Anne Hathaway em cena de Eileen

Rebecca, nome inspirado em Ottessa Moshfegh da perturbadora mulher-fantasma da obra-prima de Alfred Hitchcock, materializa-se nos olhos de Eileen como uma visão de encanto inexorável: o cabelo louro e fofo, a elegância sofisticada e subtilmente provocante, o cigarro suspenso entre os lábios, o encanto em que a sedução e o mistério se entrelaçam. Mais do que uma criatura de carne e osso, Rebecca manifesta-se como a projeção de um arquétipo de femme fatale: uma figura a meio caminho entre Gene Tierney e Barbara Stanwyck, encarnada por uma surpreendente Anne Hathaway segundo uma abordagem de atuação que aposta no artifício. Se a Eileen de Thomasin McKenzie adere ao modelo da ingénua, uma jaula da qual anseia escapar, Rebecca é objecto de um desejo homoerótico que, no entanto, corresponde sobretudo a um desejo de identificação: uma mulher emancipada, autoritária, confiante, toda à vontade nas interações com os homens.

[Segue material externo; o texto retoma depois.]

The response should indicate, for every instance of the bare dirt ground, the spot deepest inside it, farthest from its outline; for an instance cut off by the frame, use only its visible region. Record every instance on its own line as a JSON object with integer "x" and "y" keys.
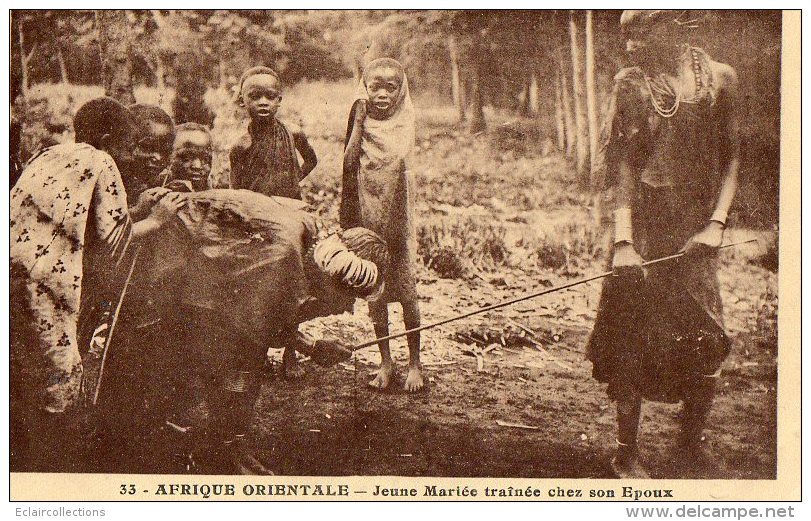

Eileen, a crítica: um thriller sensual, mas muito sóbrio

Atrações fatais e lados obscuros

Filme Eileen

Thomasin McKenzie com Anne Hathaway

Eileen

Eileen: Thomasin McKenzie e Anne Hathaway

Trancado em uma prisão juvenil, o adolescente Lee constitui mais um ponto de interesse para Eileen: ela o observa enquanto ele dorme em sua cela e consulta secretamente as fotos do assassinato que cometeu, um ato de rebelião contra um pai-mestre afiliado ao polícia, assim como o de Eileen. É mais uma pista para a natureza intimamente noir do filme: a ideia de um crime destinado a ser repetido, de um ódio reprimido esperando para vir à tona e ainda mais de uma metamorfose tão monstruosa quanto libertadora. Porque se Anne Hathaway empresta o seu rosto a um típico exemplo de senhora morena, o último acto do thriller de Oldroyd corresponde a uma emblemática inversão de papéis: Eileen é agora a mulher elegante (enquanto Rebecca, por outro lado, usa um simples cardigan), determinada, pronta para sacar a arma e exigir justiça para a infeliz Lee e, conseqüentemente, também para si mesma. Tudo dentro de um final descaradamente ambíguo, mas em última análise absolutamente coerente com o percurso de uma protagonista empenhada em redefinir a sua própria identidade, custe o que custar.